Lincoln to co-develop EV with Rivian; end production of MKZ sedan


DETROIT — The electric vehicle that Ford Motor Co. is developing with startup Rivian will be badged as a Lincoln, the luxury brand said Wednesday.

The vehicle, built on Rivian’s flexible skateboard platform, will be Lincoln’s first EV. The brand did not say what type of vehicle it will be, where it will be assembled or when it will go on sale.

Ford last year invested $500 million in Rivian.

“Working with Rivian marks a pivotal point for Lincoln as we move toward a future that includes fully electric vehicles,” Lincoln President Joy Falotico said in a statement. “This vehicle will take Quiet Flight to a new place — zero emissions, effortless performance and connected and intuitive technology. It’s going to be stunning.”

MotorTrend last week reported the Rivian vehicle would be a Lincoln, quoting Rivian CEO RJ Scaringe as saying it would be “in the SUV space” and “very different” from Rivian’s own R1S utility, due out later this year.

Rivian’s plant in Normal, Ill., already is being configured for three vehicles: the R1T electric truck, the R1S and a large delivery van for Amazon, which has placed an order for 100,000 units. When Mitsubishi operated the 1.9 million square-foot plant, it had an annual capacity of 240,000 vehicles and could build both cars and SUVs.

A Rivian spokesman said she had no details on production of the Lincoln vehicle. It’s not clear whether Rivian would assemble it or ship the vehicle’s skateboard chassis to a Ford plant for final assembly.

“Our vehicle development partnership with Ford is an exciting opportunity to pair our technology with Lincoln’s vision for innovation and refinement. We are proud to collaborate on Lincoln’s first fully electric vehicle,” Scaringe said in the statement released by Lincoln.

Lincoln has invested heavily in electrification but mostly focused on plug-in hybrid models of its current crossovers, including the Aviator and Corsair.
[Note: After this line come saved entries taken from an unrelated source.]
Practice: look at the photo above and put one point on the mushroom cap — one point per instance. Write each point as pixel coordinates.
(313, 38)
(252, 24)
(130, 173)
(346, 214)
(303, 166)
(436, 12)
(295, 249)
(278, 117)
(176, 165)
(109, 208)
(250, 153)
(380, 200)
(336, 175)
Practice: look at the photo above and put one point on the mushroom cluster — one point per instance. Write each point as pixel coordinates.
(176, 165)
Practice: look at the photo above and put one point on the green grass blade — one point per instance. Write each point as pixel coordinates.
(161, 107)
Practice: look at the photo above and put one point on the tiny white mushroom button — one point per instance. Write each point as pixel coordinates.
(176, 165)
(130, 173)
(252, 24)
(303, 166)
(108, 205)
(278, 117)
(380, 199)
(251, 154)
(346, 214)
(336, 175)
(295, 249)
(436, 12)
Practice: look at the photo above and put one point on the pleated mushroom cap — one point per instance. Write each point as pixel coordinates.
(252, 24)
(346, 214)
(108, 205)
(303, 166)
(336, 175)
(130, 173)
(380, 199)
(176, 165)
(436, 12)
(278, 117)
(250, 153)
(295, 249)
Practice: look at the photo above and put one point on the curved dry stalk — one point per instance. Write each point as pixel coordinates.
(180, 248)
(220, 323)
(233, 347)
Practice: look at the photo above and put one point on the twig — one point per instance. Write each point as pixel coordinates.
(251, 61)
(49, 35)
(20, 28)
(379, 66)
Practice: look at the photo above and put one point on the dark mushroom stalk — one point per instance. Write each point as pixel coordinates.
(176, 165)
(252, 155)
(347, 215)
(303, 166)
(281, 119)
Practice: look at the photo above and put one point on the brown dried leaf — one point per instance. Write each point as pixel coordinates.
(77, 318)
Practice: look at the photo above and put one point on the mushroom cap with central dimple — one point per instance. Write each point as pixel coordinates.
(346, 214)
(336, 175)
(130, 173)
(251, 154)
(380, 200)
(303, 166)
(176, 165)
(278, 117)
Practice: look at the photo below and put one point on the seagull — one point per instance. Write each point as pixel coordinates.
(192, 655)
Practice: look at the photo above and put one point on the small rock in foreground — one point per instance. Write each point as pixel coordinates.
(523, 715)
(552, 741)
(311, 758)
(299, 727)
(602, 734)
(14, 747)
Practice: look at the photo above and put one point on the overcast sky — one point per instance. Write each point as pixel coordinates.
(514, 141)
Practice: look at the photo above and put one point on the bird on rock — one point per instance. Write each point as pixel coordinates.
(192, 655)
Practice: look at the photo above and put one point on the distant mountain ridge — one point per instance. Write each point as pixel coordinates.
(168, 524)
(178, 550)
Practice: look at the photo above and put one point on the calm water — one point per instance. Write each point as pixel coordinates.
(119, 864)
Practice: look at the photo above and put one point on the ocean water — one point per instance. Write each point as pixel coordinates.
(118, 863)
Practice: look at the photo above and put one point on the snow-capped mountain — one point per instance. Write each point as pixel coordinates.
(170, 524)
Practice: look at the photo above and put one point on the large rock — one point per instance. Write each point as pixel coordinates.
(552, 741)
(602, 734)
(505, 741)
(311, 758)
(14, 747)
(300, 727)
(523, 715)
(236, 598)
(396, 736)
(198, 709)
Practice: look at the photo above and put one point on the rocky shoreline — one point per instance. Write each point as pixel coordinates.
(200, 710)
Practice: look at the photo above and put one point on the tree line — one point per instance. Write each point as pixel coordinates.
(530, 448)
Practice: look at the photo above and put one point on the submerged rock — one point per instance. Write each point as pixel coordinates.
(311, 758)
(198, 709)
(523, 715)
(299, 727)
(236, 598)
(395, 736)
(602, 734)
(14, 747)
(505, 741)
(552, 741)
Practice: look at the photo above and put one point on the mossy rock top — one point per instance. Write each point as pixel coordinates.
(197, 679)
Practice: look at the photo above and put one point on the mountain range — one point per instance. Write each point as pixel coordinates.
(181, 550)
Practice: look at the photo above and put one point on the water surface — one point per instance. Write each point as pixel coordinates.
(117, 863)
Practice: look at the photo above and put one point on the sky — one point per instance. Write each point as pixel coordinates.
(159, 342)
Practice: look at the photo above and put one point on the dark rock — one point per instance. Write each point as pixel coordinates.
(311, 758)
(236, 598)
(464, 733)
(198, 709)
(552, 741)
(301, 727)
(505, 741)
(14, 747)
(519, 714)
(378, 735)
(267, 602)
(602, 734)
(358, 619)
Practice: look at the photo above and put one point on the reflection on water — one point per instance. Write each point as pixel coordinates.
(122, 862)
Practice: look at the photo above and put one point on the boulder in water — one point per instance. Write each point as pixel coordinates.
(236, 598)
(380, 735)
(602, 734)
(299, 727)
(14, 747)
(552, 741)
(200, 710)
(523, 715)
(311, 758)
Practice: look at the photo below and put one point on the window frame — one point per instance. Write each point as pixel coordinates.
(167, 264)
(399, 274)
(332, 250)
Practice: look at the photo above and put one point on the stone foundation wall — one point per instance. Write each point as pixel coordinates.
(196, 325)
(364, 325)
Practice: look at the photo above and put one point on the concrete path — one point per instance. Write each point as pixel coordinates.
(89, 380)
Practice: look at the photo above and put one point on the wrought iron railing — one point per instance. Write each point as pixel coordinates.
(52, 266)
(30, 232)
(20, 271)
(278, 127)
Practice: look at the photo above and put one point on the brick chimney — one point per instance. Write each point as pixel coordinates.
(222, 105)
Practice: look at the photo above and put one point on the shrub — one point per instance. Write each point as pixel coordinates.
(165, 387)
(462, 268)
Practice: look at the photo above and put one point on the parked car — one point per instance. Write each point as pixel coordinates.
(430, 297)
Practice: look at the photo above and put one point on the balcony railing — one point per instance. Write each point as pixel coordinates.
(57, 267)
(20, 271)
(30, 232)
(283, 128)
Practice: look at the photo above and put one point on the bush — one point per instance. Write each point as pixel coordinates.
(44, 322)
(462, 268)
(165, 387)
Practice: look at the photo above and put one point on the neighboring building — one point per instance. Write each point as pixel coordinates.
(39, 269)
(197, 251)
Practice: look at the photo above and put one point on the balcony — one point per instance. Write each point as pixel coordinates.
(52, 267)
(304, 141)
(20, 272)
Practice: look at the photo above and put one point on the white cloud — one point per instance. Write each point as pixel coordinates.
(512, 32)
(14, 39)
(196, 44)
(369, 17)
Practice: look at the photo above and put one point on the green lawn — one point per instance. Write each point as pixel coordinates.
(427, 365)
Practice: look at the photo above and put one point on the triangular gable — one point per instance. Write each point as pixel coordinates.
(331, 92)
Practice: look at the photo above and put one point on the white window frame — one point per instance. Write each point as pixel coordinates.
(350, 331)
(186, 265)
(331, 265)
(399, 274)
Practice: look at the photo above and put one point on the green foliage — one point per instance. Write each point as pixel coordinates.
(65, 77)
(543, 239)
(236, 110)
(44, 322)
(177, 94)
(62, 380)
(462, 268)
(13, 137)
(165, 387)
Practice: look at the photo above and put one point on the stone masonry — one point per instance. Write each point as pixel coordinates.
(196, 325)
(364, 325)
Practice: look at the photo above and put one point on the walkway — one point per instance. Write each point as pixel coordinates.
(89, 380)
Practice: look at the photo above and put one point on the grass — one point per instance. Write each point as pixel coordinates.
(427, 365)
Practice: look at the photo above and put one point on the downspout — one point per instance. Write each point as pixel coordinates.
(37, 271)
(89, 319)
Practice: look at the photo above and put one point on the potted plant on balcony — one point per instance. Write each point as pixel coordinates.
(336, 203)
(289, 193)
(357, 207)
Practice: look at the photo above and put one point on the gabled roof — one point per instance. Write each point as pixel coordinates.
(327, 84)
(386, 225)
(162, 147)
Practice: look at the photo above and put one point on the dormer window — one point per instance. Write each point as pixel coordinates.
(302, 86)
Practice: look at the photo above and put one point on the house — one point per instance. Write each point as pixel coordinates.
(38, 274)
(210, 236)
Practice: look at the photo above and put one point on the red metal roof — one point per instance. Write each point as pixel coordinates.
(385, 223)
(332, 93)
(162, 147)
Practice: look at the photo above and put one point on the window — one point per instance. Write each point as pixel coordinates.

Its U.S. luxury rival, Cadillac, has vowed to lead General Motors’ electrification efforts, with President Steve Carlisle saying that by 2030 the majority — if not all — Cadillacs sold will be battery-electric.

Separately, Lincoln on Wednesday confirmed that North American production of its MKZ sedan would end later this year, with sales likely continuing until early 2021. Automotive News reported in September that the MKZ would phase out in 2021. The death of the MKZ also will end Lincoln’s confusing “MK” naming scheme, which it had been slowly phasing out by renaming vehicles throughout its lineup.

Officials declined to say if it will discontinue the Continental, which Automotive News also has reported will end in the U.S. in 2021.